TrueNAS Protection, Verification, And Failure Handling
Protect the new NAS tier with snapshots, SMART tests, scrubs, UPS integration, and failure drills so the mirror-plus-spare design behaves the way it was chosen to behave.
Published December 23, 2024 ยท Updated January 31, 2025
TrueNAS Protection, Verification, And Failure Handling
The point of moving storage into a dedicated NAS VM is not just prettier management. It is getting a storage layer that can explain itself, warn early, and recover in a controlled way.
This page is the day-two part of that work.
Automated Protection
Snapshot schedules
Create these periodic snapshot tasks in TrueNAS under Data Protection -> Periodic Snapshot Tasks.
| Dataset | Frequency | Begin | End | Retention | Recursive |
|---|---|---|---|---|---|
tank/media | Daily | 00:00 | 23:59 | 30 days | No |
tank/documents | Hourly | 08:00 | 20:00 | 90 days | No |
tank/models | Weekly (Sunday) | 02:00 | - | 4 weeks | No |
tank/backups/timemachine | Daily | 01:00 | - | 14 days | No |
tank/docker | Daily | 01:00 | - | 14 days | No |
tank/scratch | none | - | - | - | - |
Do not snapshot tank/scratch. Do not snapshot tank/backups/vzdump either. Those backups are already versioned by vzdump retention.
SMART monitoring
Create these SMART test schedules in TrueNAS.

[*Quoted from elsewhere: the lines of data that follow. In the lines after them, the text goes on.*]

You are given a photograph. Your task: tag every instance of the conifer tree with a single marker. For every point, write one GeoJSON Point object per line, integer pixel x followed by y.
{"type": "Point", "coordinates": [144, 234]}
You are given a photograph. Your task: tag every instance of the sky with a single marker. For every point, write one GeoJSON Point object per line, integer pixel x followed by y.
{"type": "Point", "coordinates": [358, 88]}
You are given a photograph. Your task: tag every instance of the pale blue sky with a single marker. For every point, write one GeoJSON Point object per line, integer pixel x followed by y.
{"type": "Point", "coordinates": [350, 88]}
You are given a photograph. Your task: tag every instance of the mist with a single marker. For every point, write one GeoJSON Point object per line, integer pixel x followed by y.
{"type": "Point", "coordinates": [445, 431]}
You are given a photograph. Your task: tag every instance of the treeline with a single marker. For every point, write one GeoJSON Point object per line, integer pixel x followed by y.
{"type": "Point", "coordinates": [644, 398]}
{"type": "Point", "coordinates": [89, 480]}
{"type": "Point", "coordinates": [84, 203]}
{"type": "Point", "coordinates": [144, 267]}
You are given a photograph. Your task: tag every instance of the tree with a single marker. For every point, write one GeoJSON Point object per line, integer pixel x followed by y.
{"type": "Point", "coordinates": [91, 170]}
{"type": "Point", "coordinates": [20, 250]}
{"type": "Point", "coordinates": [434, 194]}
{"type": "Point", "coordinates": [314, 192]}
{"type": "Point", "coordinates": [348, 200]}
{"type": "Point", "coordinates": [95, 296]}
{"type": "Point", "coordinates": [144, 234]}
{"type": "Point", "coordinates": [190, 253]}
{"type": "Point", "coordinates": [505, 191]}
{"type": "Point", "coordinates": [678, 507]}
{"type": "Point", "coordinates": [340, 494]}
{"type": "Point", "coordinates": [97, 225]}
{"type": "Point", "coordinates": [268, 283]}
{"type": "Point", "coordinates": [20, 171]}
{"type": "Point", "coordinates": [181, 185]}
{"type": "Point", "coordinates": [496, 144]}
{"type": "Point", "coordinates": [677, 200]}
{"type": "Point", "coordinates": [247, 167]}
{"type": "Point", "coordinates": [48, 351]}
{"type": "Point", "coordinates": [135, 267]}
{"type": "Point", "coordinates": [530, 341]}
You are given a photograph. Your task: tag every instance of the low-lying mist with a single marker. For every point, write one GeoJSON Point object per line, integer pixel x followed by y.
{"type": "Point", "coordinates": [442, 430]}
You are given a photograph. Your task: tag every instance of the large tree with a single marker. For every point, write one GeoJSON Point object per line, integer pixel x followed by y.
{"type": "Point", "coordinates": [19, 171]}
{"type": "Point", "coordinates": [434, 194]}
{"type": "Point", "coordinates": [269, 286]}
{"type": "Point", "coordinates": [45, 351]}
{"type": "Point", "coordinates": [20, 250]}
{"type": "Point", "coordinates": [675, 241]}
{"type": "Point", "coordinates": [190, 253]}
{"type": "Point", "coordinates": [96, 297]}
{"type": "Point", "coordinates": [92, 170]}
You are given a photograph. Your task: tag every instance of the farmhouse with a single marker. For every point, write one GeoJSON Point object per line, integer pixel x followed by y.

| Test Type | Drives | Schedule | Purpose |
|---|---|---|---|
| SHORT | All 3 WD RED | Daily, 04:00 | Quick health check |
| LONG | All 3 WD RED | Weekly, Sunday 03:00 | Full surface scan |
Scrub schedule
| Pool | Frequency | Day | Time | Threshold |
|---|---|---|---|---|
tank | Every 2 weeks | Sunday | 02:00 | 35 days |
Alert settings
Wire TrueNAS alert email to the same inbox used for the Proxmox host and treat these as email-worthy:
- WARNING: pool degraded, high temperature, SMART warning
- CRITICAL: drive failure, spare activated, scrub errors, pool full
Production Hardening
UPS protection with NUT
On the Proxmox host:
# Install Network UPS Tools
apt install -y nut nut-client
# Configure UPS (CyberPower example)
cat > /etc/nut/ups.conf << 'EOF'
[myups]
driver = usbhid-ups
port = auto
desc = "CyberPower UPS"
EOF
# Configure NUT mode
cat > /etc/nut/nut.conf << 'EOF'
MODE=netserver
EOF
# Configure monitoring
cat > /etc/nut/upsmon.conf << 'EOF'
MONITOR myups@localhost 1 admin secret master
SHUTDOWNCMD "/sbin/shutdown -h now"
POLLFREQ 5
POLLFREQALERT 2
HOSTSYNC 15
DEADTIME 15
FINALDELAY 5
EOF
# Start NUT
systemctl enable nut-server nut-monitor
systemctl start nut-server nut-monitorIn the TrueNAS UI, set UPS mode to Slave, point it at 192.168.50.20:3493, and keep the shutdown mode on low battery.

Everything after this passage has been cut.